The alternative to Jeb's imaginary parade of horribles is the "return" to a world that exists only in his imagination:
Or we can return to the road we once knew and which has served us well: a road where individuals acting freely and with little restraint are able to pursue fortune and prosperity as they see fit, a road where the government's role is not to shape the marketplace but to help prepare its citizens to prosper from it.Would that be a road through which the son of a millionaire can become a millionaire Senator, and have a millionaire son who becomes President, and have a millionaire grandson who despite a track record of non-achievement can also become President while his more accomplished (but still not all that impressive) brother can become a governor who obviously hopes to also become President? Because the road is a lot tougher for the rest of us, and the Horatio Alger myth remains a myth. Jeb speaks of choice between "the straight line promised by the statists" (an allusion, perhaps, to equality?) that turns out to be "a flat line" and "the jagged line of economic freedom" (where you and I have our ups and downs, while brothers like Tripper and Tumbler - the Secret Service code names Jeb and George respectively earned as they staggered through their drunken young adulthood - emerge from their wastrel youth float into adulthood, buoyed by an inherited name, family fortune and political connections... but in fairness, Jeb did let us know, up front, that we need to let people enjoy "the fruits of... good luck".

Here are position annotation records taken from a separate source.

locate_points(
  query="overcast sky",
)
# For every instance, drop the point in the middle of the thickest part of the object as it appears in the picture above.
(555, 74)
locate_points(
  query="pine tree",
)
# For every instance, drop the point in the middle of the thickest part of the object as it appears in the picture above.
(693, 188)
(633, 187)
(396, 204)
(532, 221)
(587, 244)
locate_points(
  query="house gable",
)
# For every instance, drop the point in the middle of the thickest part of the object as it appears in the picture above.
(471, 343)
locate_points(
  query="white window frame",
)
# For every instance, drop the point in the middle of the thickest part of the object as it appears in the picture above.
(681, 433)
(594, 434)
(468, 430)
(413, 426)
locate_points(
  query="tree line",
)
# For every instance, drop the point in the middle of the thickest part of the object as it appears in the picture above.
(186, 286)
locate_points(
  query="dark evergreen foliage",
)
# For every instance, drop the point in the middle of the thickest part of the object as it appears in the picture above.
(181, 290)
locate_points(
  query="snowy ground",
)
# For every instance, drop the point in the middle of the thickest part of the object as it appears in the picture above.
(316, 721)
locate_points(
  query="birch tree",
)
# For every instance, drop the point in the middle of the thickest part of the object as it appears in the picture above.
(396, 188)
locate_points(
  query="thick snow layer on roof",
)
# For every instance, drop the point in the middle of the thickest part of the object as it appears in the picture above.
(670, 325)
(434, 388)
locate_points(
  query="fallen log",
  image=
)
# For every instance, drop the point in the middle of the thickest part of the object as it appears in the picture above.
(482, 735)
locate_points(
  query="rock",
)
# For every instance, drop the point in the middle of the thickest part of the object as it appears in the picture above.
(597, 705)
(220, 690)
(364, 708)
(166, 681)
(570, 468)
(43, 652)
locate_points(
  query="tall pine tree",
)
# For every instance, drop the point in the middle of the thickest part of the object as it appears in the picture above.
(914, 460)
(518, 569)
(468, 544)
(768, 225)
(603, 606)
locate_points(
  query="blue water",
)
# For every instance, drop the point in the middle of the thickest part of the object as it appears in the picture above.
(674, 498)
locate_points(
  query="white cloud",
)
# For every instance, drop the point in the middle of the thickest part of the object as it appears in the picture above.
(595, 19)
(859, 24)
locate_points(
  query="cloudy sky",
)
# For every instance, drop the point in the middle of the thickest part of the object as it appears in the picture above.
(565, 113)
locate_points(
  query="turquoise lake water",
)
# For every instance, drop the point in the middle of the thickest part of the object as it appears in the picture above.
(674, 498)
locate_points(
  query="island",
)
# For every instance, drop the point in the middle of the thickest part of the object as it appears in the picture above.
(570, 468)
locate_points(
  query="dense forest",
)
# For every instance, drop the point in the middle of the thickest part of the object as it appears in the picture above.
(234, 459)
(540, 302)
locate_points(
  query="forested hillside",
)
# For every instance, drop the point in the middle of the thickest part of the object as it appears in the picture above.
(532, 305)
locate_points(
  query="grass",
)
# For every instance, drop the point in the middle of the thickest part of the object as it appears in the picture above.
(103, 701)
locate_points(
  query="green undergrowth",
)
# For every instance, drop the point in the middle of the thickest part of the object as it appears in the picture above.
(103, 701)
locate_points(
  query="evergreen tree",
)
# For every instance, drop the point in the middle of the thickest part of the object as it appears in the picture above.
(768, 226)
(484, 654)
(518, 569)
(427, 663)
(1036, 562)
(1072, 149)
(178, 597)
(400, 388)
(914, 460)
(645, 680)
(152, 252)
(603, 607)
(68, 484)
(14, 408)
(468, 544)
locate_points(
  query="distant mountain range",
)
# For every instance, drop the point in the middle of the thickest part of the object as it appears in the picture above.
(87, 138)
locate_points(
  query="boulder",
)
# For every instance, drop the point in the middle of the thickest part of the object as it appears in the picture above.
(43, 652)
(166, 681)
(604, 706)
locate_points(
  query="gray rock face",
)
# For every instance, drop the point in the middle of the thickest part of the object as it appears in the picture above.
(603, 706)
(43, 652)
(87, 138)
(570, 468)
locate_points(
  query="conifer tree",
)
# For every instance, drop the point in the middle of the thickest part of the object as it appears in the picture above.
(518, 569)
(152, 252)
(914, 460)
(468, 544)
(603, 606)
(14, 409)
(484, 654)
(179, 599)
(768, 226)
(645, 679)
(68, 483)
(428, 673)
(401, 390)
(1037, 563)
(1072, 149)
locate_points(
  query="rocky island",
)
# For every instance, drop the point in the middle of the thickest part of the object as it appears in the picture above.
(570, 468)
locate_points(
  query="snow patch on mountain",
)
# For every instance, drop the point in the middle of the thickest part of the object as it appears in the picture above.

So let's pretend that a return to the era of the robber barons, the age in which the Bush family fortune was first accumulated, will be an era of equal opportunity, of a rising middle class. Let's ignore that the greatest innovations in the world's history occurred in no small part through public-private partnerships of the modern era - NASA, ARPAnet, the Manhattan Project, military technology, etc. - and pretend that we would be better off in the era of child labor, violent union-busting, rampant inequality, and corrupt government. Because it would appear that to Jeb Bush, those are the good old days. Make the pie lower.
For the diminishing number of people who still believe that a new candidate can enter the Republican primaries and save the party from Mitt, sorry, it won't be Jeb. It's far too late for that. So why emerge from the woodwork now? To attempt to position himself as relevant and, should the economy stagnate for another four years, to point back on his essay with an "I told you so". Why offer an essay that is so lightweight, weakly reasoned, devoid of examples? For the same reason - in the event that the economy turns around, by leaving the meat off of the bones he's not making any statements that his future opponents might use against him.